Una volta, scherzando, ti ho detto che sei pop. Come sempre, quando si parla con artisti (musicisti, pittori, scrittori, poco cambia) avevo il timore che ti potessi offendere, arruolandoti in una squadra. Ma siccome la tua reazione è stata divertita, vorrei riprendere questo aspetto. Non è, ovviamente, tanto la riproduzione in serie di gesti-segni e serie di dipinti che mi faceva pensare alla pop art. Quanti Morandi o Mondrian abbiamo! Era semmai il ricorso a questi colori acidi, irritanti, algidi, inumani, ora sotto la formalina del plexiglass, applicati a un gesto-segno riconoscibile e ripetuto che mi porta a questo scherzo. Volendo proseguire la provocazione, direi che questi elementi fanno di te la versione pop delle pittoricità in sè, visto che la tua lattina Campbells è un gesto-segno unicamente, definitivamente, semplicemente, basicamente pittorico: pochi centimetri che tornano su se stessi e si aprono ad altri incroci, in un inquadramento dello spazio ruotante, diagonale. Anche qui, una somiglianza e una differenza, rispetto al gesto spiraliforme infinito di Pollock.

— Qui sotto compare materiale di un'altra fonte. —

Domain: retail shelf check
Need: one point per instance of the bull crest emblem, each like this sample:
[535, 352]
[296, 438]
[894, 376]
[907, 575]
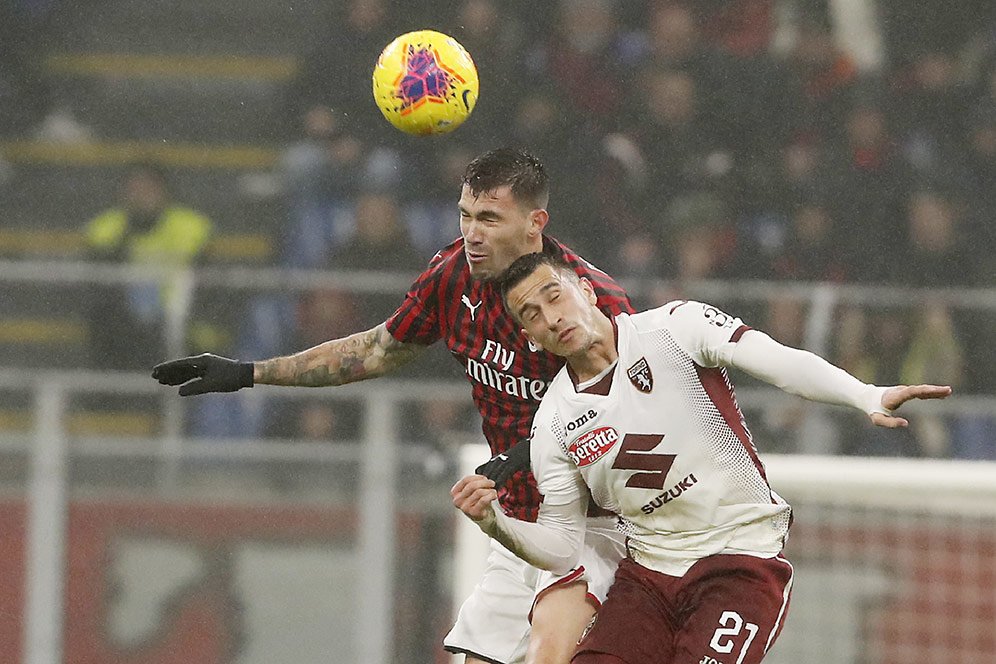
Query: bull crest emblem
[639, 374]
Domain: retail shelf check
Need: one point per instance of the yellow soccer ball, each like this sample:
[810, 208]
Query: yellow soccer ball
[425, 82]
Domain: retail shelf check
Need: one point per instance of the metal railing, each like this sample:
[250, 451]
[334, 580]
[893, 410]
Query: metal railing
[377, 451]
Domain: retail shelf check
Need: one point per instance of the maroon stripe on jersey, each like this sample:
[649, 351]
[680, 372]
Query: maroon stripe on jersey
[739, 333]
[450, 280]
[717, 386]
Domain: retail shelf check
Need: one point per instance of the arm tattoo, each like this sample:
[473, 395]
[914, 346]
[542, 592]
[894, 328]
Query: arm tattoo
[356, 357]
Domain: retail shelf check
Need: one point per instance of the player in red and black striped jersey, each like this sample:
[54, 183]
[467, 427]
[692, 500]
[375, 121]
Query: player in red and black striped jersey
[502, 216]
[507, 375]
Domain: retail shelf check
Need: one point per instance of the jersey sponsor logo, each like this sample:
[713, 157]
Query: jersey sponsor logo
[587, 417]
[516, 386]
[472, 307]
[592, 446]
[640, 375]
[497, 354]
[717, 317]
[667, 496]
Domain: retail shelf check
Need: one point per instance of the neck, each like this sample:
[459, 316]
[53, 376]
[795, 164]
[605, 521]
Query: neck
[599, 354]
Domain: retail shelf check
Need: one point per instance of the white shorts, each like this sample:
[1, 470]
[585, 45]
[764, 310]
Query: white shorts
[493, 623]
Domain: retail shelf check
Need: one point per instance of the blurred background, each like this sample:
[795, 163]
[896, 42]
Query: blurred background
[208, 175]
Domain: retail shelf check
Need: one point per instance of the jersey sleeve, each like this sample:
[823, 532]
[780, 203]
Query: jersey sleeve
[554, 541]
[417, 319]
[557, 477]
[707, 334]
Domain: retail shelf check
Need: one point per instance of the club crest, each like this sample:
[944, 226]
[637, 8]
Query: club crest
[639, 374]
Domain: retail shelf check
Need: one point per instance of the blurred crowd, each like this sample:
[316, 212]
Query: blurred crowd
[704, 140]
[715, 139]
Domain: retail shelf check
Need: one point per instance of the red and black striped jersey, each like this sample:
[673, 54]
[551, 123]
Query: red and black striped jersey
[508, 377]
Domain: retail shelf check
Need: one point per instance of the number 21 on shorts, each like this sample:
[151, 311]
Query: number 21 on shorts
[731, 626]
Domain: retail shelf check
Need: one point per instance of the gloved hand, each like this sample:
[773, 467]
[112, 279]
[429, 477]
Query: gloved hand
[205, 373]
[501, 467]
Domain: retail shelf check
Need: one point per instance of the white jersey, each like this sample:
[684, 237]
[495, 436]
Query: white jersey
[661, 441]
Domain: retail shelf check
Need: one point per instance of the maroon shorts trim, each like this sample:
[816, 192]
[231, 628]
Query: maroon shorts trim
[727, 608]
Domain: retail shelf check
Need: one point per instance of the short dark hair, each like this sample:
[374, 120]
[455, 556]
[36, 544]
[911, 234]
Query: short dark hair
[525, 265]
[518, 169]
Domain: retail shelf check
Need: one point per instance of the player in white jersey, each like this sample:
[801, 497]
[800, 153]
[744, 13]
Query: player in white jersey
[645, 416]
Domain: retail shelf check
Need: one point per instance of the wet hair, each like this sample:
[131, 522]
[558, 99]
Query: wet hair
[525, 265]
[520, 170]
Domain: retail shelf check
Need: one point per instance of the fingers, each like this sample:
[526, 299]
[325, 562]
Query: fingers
[888, 421]
[931, 391]
[896, 396]
[193, 388]
[176, 372]
[473, 495]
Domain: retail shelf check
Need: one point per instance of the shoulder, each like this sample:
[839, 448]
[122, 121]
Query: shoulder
[681, 315]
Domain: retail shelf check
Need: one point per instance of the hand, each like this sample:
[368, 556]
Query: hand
[205, 373]
[473, 496]
[501, 467]
[894, 397]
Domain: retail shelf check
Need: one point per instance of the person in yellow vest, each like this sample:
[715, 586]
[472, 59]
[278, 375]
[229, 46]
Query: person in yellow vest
[147, 228]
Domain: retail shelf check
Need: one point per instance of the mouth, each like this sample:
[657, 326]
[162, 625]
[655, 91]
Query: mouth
[475, 258]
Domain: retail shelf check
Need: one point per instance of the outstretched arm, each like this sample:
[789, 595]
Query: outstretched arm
[894, 397]
[356, 357]
[807, 375]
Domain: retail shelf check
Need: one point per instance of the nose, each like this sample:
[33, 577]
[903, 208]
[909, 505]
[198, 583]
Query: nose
[472, 232]
[553, 320]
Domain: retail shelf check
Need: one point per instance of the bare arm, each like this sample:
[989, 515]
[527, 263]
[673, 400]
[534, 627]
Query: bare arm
[339, 361]
[807, 375]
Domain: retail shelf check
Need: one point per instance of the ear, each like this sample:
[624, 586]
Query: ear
[530, 339]
[588, 290]
[538, 219]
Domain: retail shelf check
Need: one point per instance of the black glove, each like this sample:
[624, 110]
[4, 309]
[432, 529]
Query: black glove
[502, 466]
[206, 373]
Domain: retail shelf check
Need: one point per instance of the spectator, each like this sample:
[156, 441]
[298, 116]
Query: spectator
[812, 249]
[579, 59]
[336, 77]
[825, 81]
[870, 180]
[381, 239]
[146, 229]
[933, 254]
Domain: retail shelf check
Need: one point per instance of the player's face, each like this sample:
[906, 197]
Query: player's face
[556, 311]
[497, 229]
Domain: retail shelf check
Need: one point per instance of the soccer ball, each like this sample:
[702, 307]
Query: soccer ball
[425, 83]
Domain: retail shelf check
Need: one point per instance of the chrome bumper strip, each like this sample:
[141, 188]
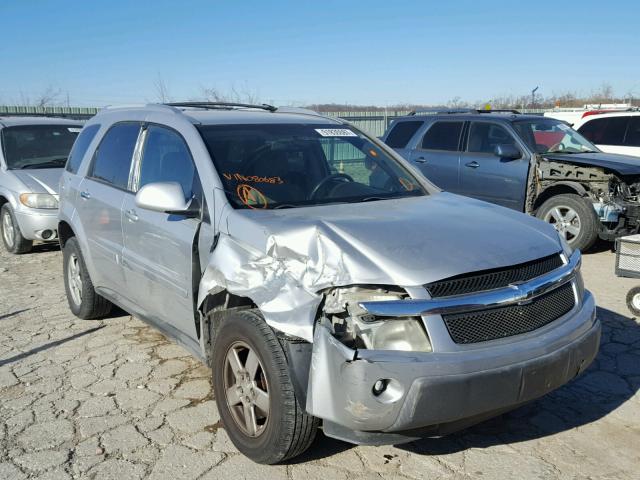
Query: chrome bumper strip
[521, 293]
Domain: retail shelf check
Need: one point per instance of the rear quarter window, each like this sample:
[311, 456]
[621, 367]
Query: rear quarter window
[80, 147]
[401, 133]
[605, 131]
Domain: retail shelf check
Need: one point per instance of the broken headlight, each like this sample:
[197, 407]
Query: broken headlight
[358, 329]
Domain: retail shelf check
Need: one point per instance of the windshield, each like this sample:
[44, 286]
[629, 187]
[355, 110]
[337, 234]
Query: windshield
[551, 136]
[38, 146]
[282, 166]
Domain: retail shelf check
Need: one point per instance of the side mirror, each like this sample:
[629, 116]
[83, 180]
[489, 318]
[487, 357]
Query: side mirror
[165, 197]
[507, 151]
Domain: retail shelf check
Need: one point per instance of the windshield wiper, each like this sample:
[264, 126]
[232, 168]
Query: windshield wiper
[56, 162]
[284, 205]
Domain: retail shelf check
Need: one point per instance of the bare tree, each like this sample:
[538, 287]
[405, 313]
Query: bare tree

Non solo, il ritorno del pennello, usato con la pressione di una spatola, sullo stesso segno, con una seconda, minore pennellata, sta là a dimostrare quanto la pittura cerchi la sua strada per cancellare il segno, ovvero cancellare la sua unicità di gesto tracciato una volta per tutte. Che tu lo voglia o no, credo che ci sia una dimensione fortemente utopica e sociale nella tua pittura. Quel tuo segno-gesto diventa emblema della pittura nella allegoria di un mondo pittorico autonomo, riconoscibile, dove è pervadente il conato di una sintassi, di una unione degli elementi, interni al singolo dipinto e, in virtù della loro similarità (i segnoidi, vogliamo scherzare e chiamarli così?), tra un dipinto e l’altro. E tanto più disperato e ripetuto è lo scacco, tanta più alta, accorata, omnicomprensiva, totalizzante è la tua pittura.